June 11 (Bloomberg) -- Yannis Stournaras, Greece’s former finance minister, will become the next governor of the Bank of Greece, replacing George Provopoulos who presided over the stability of country’s financial system during its debt crisis.
The central bank’s board unanimously approved proposing Stournaras for the role to Greece’s cabinet, which must rubber stamp the appointment, according to an e-mailed statement from the Athens-based institution today. Stournaras will assume the role after Provopoulos’s term ends on June 19, according to the statement.
Stournaras’s new job will entail safeguarding Greece’s financial stability as it continues a recovery from the crisis that erupted in 2009. Greek banks took losses in the country’s sovereign restructuring in 2012 and from a high ratio of loans in arrears as the economy lost about a quarter of its economic output during a six-year recession only forecast to end this year.

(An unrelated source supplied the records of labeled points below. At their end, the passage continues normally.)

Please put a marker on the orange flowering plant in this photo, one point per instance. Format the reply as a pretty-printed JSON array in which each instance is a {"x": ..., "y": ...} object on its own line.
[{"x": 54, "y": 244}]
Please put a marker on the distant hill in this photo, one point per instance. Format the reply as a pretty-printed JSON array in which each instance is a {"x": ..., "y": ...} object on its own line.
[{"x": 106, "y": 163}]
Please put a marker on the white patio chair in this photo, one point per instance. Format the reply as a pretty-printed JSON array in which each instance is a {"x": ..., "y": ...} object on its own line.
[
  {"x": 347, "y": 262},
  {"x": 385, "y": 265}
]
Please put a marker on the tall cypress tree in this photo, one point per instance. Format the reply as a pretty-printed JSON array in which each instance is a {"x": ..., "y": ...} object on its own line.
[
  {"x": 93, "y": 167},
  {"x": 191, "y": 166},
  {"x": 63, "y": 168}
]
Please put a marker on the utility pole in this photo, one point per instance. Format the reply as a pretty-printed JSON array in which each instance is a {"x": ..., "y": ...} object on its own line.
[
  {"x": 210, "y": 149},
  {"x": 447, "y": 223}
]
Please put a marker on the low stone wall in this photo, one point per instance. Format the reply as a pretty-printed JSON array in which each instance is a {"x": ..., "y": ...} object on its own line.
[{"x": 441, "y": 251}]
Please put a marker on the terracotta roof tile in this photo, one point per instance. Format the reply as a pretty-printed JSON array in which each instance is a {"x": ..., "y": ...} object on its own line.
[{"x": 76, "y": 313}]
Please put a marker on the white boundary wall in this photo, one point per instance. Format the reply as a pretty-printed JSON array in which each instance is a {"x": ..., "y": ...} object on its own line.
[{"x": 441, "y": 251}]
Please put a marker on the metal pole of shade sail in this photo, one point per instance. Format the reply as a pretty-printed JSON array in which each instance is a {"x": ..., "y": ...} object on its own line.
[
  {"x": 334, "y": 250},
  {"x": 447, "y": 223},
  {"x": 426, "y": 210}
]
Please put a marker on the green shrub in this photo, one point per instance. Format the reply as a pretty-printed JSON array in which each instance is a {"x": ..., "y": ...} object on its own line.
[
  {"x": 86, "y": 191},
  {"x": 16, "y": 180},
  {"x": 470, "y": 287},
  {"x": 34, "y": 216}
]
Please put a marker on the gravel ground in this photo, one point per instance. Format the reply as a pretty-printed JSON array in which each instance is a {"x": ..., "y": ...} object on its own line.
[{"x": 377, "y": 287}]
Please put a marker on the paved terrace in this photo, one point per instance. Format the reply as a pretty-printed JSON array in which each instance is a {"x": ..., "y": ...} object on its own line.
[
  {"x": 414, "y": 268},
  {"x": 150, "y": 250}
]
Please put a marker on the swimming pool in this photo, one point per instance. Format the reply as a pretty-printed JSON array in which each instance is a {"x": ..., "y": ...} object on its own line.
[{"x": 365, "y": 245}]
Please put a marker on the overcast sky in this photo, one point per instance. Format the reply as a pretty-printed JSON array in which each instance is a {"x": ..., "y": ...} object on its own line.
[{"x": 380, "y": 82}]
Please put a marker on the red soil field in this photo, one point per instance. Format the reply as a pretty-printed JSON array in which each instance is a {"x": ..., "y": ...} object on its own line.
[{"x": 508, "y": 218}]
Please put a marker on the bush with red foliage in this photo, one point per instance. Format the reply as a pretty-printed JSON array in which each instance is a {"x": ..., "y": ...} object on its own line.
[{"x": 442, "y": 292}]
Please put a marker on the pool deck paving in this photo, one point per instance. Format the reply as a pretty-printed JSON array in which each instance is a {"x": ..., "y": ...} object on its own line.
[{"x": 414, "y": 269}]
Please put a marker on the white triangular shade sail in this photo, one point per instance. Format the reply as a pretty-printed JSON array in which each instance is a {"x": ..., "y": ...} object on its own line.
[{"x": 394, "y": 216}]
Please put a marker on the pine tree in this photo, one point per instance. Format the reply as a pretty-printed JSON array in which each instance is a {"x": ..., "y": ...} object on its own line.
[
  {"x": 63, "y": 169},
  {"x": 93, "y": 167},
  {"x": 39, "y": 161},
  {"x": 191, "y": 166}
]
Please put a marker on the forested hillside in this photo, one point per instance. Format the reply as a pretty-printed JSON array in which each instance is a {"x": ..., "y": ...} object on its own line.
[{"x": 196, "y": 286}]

Prime Minister Antonis Samaras replaced Stournaras, 57, with Gikas Hardouvelis, an academic and former chief economist at Eurobank Ergasias SA, in a overhaul of his cabinet on June 9.
Stournaras, who will also become a member of the European Central Bank’s governing council, was appointed finance minister in June 2012 as Greece grappled with political turmoil after two elections in six weeks that threatened to push it out of the euro. In April of this year, Stournaras saw the country make a comeback from bond-market exile, selling 3 billion euros ($4 billion) in five-year notes in a sale that was oversubscribed, its first issue in four years.

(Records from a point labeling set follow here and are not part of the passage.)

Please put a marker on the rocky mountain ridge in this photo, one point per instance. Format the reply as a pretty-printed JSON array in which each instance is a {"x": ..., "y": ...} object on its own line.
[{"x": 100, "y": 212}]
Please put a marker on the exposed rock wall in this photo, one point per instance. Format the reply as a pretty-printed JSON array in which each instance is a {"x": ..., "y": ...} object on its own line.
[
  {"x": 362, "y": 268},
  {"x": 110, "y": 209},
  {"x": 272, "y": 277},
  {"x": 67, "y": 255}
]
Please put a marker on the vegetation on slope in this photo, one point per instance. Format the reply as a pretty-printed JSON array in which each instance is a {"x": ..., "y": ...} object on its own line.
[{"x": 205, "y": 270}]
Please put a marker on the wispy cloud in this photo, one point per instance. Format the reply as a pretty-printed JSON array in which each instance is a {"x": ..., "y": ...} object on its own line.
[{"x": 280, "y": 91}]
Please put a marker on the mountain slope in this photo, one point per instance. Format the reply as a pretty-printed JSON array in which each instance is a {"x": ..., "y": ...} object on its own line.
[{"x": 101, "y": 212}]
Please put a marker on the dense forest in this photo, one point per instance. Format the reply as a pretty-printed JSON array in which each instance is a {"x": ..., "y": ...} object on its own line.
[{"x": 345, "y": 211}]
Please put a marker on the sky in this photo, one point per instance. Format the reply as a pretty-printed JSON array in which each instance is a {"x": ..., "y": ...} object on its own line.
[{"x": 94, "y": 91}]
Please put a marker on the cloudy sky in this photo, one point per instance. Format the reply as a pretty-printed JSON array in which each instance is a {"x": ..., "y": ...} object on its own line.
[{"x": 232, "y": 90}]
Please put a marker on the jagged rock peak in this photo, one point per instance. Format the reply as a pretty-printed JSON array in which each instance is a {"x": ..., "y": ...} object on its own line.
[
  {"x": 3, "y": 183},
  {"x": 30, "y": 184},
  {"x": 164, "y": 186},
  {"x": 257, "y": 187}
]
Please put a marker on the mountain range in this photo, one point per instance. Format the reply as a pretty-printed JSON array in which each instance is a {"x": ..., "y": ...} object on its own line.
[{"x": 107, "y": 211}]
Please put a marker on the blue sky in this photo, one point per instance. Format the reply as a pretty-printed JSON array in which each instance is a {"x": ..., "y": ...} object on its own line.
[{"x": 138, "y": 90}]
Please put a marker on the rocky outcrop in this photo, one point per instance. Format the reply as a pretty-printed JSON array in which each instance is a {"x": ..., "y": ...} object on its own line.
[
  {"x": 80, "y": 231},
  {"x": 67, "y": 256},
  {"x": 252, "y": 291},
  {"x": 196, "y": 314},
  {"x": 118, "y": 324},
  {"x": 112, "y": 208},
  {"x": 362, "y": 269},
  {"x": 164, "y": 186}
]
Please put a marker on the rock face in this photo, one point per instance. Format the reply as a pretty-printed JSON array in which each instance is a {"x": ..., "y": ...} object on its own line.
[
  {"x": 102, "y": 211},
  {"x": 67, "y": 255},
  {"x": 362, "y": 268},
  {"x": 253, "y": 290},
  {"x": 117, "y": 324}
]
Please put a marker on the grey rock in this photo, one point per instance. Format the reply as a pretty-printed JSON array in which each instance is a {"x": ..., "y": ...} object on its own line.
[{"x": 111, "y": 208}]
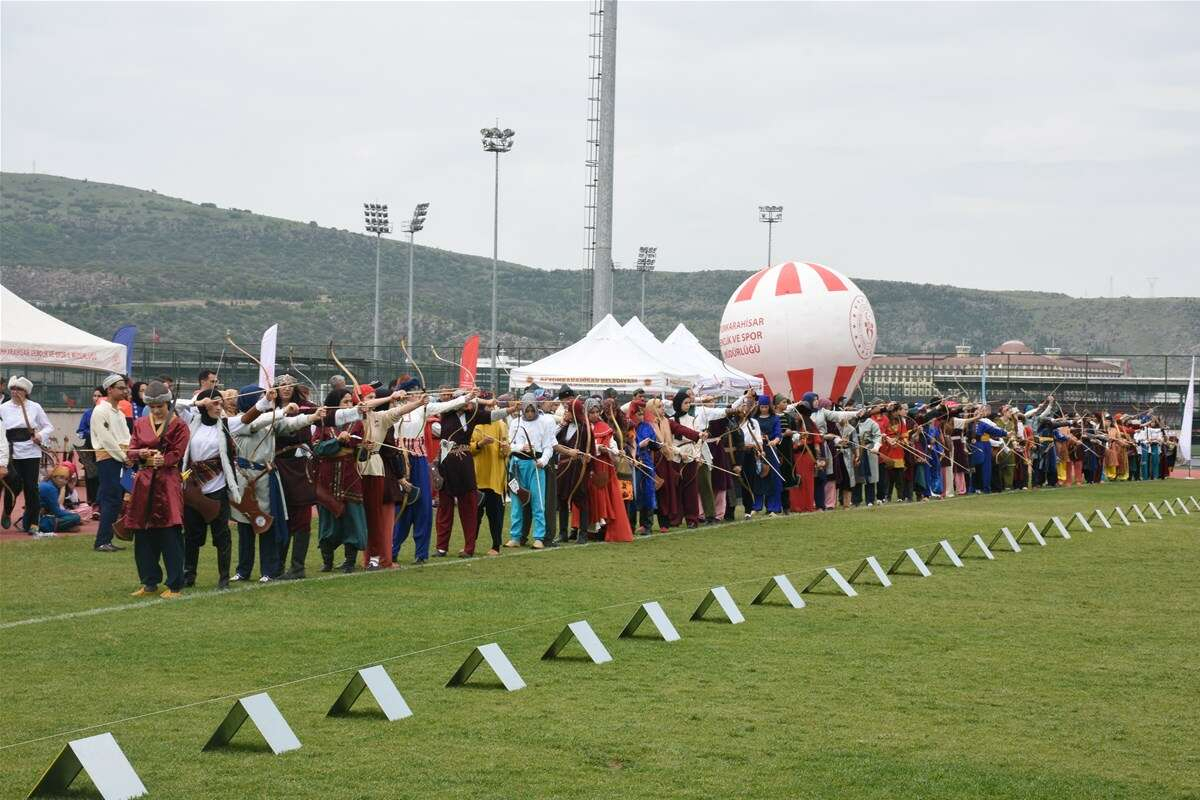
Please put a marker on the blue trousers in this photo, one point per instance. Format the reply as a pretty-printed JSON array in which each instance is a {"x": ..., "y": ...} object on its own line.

“I want to recognize the hard work and dedication of Yannis Stournaras as Greek finance minister in these very challenging years,” Olli Rehn, the European Union’s commissioner in charge of economic and monetary affairs, said yesterday. “Since 2012 he has taken forward the difficult but important reforms set out in the economic adjustment program for Greece.”
Provopoulos, 64, oversaw the resolution of 12 Greek banks since becoming governor in 2008 as euro area exit fears in 2011 and 2012 fueled a steady outflow of deposits. “Not a single euro of depositors’ money was lost in the process” Provopoulos said in an interview in April.